Dr. Hill: It turns out that actually the newer drugs, the BTK inhibitors, the BCL-2 inhibitors, and the other two on there, which inhibits something called PI3-kinase, all of these work about as well in 17P deleted CLL or what we call intact so non-17P deleted. So that's why when you were thinking about treatment, you really want to make sure that you're not giving chemotherapy to someone who has a 17P deletion.
What Are the Differences Between Continuous and Fixed Duration Therapy?
Andrew Schorr: So you talked about the inhibitors. So, could you explain the choices between continuing to take pills like Christina from Oregon talked about in her video or having therapy for a while and being able to stop?
Dr. Hill: Yeah. So as great as the drugs are like for instance, the BTK inhibitors are very likely to work - over 80, 90% likely to work. And they will work to keep things under control many times for years and years and years. The difficulty is that they don't really eliminate the CLL to a deep remission. And so, you have to keep taking the pills. If you're not having side effects from the pills, and they're not costing you an arm and a leg every month, that may not be a problem.
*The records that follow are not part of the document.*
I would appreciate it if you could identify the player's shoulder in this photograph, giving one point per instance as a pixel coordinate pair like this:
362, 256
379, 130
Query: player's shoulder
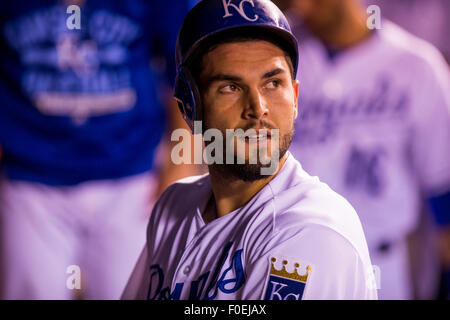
302, 202
182, 193
186, 185
305, 199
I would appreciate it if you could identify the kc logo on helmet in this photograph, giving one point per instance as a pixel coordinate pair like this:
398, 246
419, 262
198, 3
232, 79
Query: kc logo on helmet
239, 9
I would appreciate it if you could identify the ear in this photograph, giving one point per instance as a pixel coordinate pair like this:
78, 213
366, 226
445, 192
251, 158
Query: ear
296, 85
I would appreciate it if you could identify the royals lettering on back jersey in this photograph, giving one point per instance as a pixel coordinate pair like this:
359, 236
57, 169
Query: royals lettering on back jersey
295, 239
374, 124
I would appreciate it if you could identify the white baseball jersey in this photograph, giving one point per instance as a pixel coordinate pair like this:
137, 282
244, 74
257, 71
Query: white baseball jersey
295, 239
374, 124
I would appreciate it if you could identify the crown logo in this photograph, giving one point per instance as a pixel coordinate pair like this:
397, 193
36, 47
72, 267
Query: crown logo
283, 272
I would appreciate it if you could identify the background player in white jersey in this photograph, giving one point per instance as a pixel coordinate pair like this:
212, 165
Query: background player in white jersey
235, 233
375, 126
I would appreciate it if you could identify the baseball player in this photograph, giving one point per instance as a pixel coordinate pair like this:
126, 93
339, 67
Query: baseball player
81, 118
235, 233
375, 126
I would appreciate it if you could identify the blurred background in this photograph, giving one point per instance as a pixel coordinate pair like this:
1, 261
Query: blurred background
86, 116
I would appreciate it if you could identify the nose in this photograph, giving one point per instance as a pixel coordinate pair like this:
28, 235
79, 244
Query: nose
256, 105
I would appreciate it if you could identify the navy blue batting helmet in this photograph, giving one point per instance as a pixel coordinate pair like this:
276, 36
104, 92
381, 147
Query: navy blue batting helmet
211, 20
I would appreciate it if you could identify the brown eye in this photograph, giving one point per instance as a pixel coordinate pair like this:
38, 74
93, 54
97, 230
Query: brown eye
273, 84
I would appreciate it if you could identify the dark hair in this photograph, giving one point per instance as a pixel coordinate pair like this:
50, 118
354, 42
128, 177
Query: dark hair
195, 62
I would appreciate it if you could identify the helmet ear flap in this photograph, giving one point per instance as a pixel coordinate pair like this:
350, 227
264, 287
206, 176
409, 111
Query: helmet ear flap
188, 97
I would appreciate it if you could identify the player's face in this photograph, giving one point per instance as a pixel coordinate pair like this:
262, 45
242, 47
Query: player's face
248, 85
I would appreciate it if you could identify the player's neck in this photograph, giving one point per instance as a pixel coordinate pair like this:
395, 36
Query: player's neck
349, 31
231, 193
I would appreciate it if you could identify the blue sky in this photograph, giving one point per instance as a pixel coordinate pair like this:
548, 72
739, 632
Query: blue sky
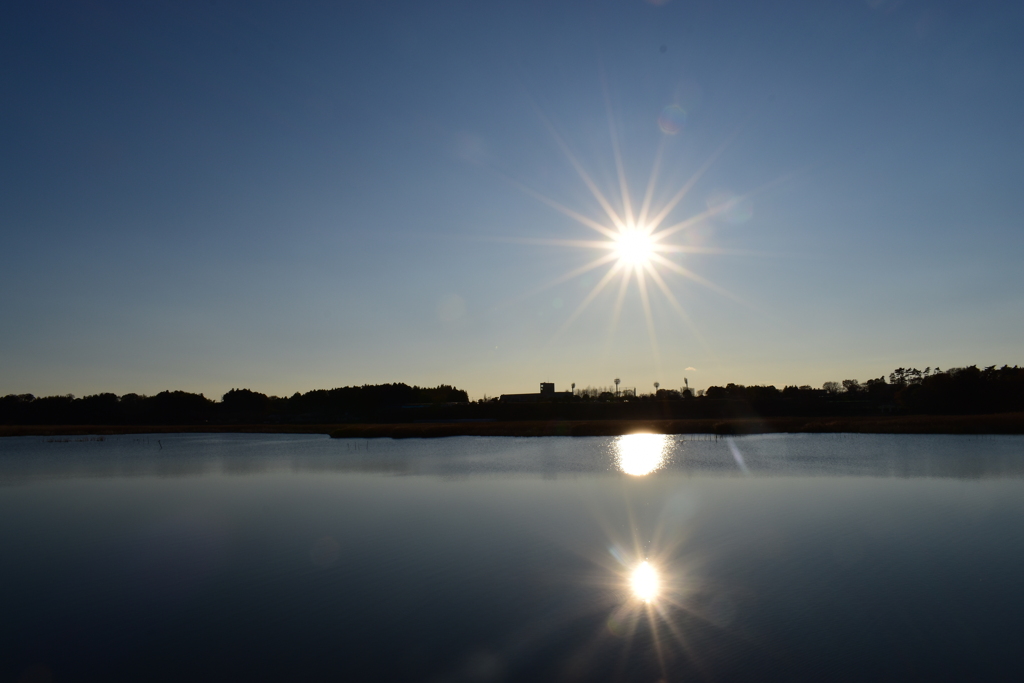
298, 196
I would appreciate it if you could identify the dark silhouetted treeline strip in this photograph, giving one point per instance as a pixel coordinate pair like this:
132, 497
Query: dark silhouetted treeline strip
371, 402
964, 391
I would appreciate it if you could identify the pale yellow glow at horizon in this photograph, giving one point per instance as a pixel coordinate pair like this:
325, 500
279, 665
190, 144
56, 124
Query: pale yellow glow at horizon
644, 582
641, 454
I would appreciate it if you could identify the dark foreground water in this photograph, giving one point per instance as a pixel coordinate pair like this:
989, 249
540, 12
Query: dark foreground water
300, 558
And some people are perfectly fine they take a blood pressure pill every day, they take maybe a cholesterol pill every day and they take a CLL pill every day.
For some people that's perfectly fine, other folks really have pre-sort of biases where they really don't want to be on medication for the rest of their life or for years, and years and years. And so, there are some targeted approaches that can be given just for, let's say, 12 or 24 months. And those are actually the regimens that use venetoclax. We talked a little bit about venetoclax in combination with antibody, and with this approach, we actually tend to get deeper remissions to the point where we can actually feel comfortable stopping treatment the same way we did after six months of chemotherapy, and we know now that the vast majority, probably 70 or 80% of people won't need to be treated for four or five years, at least with just continued observation.
Is Deep Remission Considered To Be a Cure?
So, if you open a textbook or get online and start reading about CLL, as many in your audience here today is probably done, the first thing that says is it's incurable. And what I would like to say about that is that it probably is curable in some people with very strong chemotherapies in the mutated IGHV status. We have now studies that show 10 or 15 years on that many people still don't need to be treated. So, that's basically a functional cure, but for the sort of high-risk disease, what I would say is it's not known to be curable in 2020, but I maintain that there may be people that we are going to find out in the next five years or 10 years, who are treated with some of these combinations to get very deep remissions and then go off treatment, and 10 years from now, are still not needing treatment. So, we need a time machine to find out the true answer to the question. I'm still working on that.
Carol Preston: I’m volunteering.
Dr. Hill: But yeah, I think that it's not implausible to think that we may be able to cure CLL with some of these combination treatments.